Khalistan Liberation Force (KLF) chief and noted terrorist Harminder Singh Mintoo (Photo: file)
 Khalistan Liberation Force (KLF) chief and noted terrorist Harminder Singh Mintoo (Photo: file)

The jailbreak in Punjab on Sunday was as sensational as anything that can be imagined. It almost appears to have been like a piece of theatre with a Punjabi flavour. The getaway too seemed a piece of cake. The whole thing was so surprisingly easy — and bizarre. This needs a proper explanation. Fortunately, Harminder Singh Mintoo, a leader of the Khalistan Liberation Force, the dreaded Punjab terrorist group in the days of militancy in that state in the 1980s, who was sprung from the Nabha high-security jail along with some others, was apprehended at Nizamuddin railway station in New Delhi on Monday. This is a piece of luck. He could just as easily have got away as someone like him is likely to have very good contacts and that goes a long way in this country.

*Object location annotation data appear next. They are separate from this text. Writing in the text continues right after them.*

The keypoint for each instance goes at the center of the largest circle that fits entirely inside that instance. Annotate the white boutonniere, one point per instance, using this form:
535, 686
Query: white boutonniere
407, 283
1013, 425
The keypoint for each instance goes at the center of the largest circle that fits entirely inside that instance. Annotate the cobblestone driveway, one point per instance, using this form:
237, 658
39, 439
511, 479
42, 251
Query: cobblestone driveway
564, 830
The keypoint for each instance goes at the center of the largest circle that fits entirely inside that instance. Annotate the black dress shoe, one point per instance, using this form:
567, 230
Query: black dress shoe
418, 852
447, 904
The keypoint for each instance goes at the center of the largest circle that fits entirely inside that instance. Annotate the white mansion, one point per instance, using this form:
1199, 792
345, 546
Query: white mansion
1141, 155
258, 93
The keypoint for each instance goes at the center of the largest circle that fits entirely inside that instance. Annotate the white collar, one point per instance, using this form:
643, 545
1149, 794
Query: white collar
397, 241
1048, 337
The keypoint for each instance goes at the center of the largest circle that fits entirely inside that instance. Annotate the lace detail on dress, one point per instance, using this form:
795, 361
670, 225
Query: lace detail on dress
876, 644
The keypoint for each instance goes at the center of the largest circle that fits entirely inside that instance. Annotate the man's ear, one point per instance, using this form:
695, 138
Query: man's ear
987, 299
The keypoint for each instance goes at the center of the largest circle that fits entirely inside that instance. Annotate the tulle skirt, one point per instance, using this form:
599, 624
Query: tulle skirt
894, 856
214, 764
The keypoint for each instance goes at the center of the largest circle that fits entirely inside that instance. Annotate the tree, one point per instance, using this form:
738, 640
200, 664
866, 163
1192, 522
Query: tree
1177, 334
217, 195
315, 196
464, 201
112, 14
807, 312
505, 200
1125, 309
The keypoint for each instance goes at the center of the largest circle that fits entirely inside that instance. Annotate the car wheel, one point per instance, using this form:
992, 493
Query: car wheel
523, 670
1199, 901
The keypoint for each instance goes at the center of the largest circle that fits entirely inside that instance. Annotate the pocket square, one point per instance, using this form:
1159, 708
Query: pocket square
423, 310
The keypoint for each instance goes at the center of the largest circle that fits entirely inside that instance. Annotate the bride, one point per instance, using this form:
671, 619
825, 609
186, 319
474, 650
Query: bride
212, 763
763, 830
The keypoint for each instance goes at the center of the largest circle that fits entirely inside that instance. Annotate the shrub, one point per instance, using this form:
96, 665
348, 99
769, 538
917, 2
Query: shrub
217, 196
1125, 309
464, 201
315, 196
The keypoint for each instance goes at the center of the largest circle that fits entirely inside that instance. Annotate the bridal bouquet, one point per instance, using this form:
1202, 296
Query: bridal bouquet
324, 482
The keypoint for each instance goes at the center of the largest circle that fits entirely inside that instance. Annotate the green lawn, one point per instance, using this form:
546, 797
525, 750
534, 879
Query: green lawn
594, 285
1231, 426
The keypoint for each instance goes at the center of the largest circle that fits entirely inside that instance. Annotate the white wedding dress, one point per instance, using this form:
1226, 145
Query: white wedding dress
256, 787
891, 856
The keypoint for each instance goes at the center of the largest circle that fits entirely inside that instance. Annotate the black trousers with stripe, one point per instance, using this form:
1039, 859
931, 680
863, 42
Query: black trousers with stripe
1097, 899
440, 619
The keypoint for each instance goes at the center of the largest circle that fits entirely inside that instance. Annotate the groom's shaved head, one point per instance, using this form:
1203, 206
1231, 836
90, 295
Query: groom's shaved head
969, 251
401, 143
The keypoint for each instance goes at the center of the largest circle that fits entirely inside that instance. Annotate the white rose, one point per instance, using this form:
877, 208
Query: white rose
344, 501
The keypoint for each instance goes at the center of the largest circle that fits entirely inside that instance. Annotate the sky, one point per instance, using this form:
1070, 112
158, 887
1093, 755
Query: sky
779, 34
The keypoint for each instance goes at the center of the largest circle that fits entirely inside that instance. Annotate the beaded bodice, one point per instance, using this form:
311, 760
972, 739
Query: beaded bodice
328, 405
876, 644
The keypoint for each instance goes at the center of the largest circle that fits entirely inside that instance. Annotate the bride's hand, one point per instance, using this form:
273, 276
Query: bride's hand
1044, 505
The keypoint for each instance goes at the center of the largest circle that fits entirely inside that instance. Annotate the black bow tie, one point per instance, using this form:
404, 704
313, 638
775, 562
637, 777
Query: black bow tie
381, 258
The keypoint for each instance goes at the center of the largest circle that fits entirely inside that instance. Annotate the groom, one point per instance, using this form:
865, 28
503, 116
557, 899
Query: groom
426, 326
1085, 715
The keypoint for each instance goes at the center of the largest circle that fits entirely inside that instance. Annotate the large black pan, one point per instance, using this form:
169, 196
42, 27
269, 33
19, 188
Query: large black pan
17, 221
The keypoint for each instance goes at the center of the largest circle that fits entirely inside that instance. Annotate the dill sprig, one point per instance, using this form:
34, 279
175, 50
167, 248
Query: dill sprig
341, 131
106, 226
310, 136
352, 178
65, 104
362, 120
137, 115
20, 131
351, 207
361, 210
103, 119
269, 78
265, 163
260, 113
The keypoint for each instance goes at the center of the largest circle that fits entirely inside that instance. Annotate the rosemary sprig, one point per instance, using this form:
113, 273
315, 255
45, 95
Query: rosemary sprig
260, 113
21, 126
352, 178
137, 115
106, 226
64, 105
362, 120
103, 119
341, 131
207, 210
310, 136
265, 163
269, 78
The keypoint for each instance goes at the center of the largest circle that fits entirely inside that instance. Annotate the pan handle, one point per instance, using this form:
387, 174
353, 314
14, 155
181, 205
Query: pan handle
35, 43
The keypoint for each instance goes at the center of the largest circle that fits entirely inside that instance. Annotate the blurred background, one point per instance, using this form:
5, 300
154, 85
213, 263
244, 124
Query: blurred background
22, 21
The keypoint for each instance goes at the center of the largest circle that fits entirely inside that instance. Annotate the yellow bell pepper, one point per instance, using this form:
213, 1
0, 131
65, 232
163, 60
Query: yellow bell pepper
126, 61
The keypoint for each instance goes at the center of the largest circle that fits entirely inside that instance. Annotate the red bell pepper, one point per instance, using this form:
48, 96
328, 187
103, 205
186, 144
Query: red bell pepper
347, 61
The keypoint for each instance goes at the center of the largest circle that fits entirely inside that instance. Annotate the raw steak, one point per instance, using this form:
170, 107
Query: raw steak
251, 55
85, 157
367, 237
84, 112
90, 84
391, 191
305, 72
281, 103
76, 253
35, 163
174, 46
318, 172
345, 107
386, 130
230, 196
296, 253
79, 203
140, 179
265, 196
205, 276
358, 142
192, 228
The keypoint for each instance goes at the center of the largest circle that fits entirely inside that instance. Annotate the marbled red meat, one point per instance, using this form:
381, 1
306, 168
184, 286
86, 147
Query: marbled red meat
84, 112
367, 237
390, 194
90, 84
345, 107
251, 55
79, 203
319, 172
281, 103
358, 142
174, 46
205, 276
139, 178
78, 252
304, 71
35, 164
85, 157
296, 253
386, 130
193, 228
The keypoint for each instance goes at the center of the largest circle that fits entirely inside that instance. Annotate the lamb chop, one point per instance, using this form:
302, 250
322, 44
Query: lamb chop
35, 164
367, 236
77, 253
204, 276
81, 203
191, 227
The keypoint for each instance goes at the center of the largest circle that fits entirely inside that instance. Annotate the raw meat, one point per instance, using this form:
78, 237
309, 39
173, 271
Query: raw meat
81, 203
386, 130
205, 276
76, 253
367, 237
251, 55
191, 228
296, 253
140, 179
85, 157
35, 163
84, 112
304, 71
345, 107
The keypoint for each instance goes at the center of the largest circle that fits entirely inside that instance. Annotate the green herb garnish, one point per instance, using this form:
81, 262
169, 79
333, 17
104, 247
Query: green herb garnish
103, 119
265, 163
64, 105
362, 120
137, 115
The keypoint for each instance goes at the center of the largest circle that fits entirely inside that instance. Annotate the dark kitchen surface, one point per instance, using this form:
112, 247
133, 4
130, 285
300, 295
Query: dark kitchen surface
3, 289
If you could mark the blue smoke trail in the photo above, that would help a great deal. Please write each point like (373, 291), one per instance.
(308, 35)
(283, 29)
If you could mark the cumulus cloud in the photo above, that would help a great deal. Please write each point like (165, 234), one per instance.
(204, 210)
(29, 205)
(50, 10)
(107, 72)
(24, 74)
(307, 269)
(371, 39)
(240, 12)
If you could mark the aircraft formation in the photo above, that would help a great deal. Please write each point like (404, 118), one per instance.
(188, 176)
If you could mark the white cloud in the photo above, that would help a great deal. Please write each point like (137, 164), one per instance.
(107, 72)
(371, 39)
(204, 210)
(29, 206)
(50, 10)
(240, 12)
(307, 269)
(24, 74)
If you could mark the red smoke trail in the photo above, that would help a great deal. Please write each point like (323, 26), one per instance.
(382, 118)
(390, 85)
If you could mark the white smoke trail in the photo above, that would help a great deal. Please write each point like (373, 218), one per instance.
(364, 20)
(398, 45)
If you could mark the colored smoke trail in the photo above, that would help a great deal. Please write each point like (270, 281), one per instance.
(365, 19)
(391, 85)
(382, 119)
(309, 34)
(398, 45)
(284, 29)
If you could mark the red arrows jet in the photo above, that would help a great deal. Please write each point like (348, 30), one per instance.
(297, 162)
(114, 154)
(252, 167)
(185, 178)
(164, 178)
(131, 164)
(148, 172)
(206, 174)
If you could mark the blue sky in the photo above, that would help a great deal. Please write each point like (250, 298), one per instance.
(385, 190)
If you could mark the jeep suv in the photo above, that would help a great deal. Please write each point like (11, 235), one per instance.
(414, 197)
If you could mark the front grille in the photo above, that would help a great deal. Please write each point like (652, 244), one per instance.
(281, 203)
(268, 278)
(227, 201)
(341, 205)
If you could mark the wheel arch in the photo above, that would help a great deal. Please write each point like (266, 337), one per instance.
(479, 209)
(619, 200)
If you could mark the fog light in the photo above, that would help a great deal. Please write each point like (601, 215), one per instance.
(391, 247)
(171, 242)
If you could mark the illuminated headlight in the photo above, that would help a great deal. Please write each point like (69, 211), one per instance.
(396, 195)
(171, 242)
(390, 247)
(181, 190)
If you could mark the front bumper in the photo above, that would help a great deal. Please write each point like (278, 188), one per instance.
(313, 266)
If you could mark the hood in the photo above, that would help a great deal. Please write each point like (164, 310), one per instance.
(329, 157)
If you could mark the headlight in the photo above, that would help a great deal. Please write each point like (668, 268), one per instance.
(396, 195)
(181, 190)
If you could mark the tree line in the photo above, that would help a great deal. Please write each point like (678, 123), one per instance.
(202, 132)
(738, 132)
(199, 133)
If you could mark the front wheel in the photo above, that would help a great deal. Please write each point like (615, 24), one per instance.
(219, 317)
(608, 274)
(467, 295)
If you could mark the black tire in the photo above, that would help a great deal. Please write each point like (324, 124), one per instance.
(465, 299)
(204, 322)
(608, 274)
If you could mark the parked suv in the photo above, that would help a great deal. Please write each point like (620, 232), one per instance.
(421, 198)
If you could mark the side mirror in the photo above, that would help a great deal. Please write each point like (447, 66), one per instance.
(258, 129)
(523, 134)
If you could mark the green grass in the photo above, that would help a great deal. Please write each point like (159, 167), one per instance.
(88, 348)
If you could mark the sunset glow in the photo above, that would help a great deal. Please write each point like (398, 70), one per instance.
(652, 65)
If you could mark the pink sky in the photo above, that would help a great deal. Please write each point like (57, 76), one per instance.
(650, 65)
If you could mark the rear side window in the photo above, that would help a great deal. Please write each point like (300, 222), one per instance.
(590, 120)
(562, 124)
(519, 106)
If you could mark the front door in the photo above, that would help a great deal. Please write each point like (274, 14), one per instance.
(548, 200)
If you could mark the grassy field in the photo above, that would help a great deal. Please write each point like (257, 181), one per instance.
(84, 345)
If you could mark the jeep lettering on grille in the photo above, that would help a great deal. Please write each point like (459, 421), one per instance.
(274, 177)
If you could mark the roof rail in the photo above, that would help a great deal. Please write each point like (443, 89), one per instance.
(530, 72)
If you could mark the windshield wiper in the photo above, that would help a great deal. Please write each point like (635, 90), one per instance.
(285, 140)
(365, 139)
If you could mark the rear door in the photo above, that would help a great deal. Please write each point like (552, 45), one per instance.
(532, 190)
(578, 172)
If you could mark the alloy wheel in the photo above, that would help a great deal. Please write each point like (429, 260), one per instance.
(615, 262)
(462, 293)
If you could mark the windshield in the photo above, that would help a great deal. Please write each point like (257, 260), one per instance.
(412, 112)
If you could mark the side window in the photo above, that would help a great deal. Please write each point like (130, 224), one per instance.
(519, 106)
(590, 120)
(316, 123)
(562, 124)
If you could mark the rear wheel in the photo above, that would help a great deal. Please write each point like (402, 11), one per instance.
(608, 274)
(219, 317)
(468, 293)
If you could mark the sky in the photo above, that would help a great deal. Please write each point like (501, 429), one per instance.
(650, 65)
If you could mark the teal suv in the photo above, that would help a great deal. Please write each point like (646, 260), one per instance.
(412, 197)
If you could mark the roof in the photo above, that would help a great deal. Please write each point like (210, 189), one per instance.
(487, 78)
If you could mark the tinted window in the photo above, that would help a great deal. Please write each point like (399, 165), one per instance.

In light of this, those in authority cannot take the tack that they can now breathe easy as the terrorist who escaped has been got back. There needs to be a proper, credible and independent inquiry. If such a cool adventure can be effected at Nabha high-security prison, then where should people like the KLF leader be sent back to? Since the Assembly election in Punjab is due in less than three months, suspicion does arise that giving the Khalistanis an easy ride may be part of the calculation to appease a section of the Sikh voter in the state. The Akali Dal-BJP government in Punjab led by Parkash Singh Badal had been vociferous not long ago about scrapping the death sentence of Rajona, a dreaded terrorist from the era of militancy in the state. The Akali Dal is a religious party and has not been above playing that kind of politics, although there have been times when it has been at the receiving end from the Sikh far-right.

 

Mr Badal’s son Sukhbir, who is the state’s deputy chief minister and holds the home portfolio, naturally has much explaining to do. The younger Badal, without a shred of even ostensible proof, has said Pakistan’s ISI was behind the escape from Nabha prison. That may well be the case. But for now this seems to be a stretch. The Pakistan angle appears a convenient deflection at this stage. What is the reason that states in which the BJP is in power seem so casual in matters relating to security? There was a major jailbreak near Bhopal recently that involved some Islamic militants, who were subsequently killed. That escape saga was also bewilderingly easy. And now Nabha. With two cases of this kind in quick succession, the Union home minister could perhaps urge state governments for reports on the conditions at central jails and high-security prisons across the country.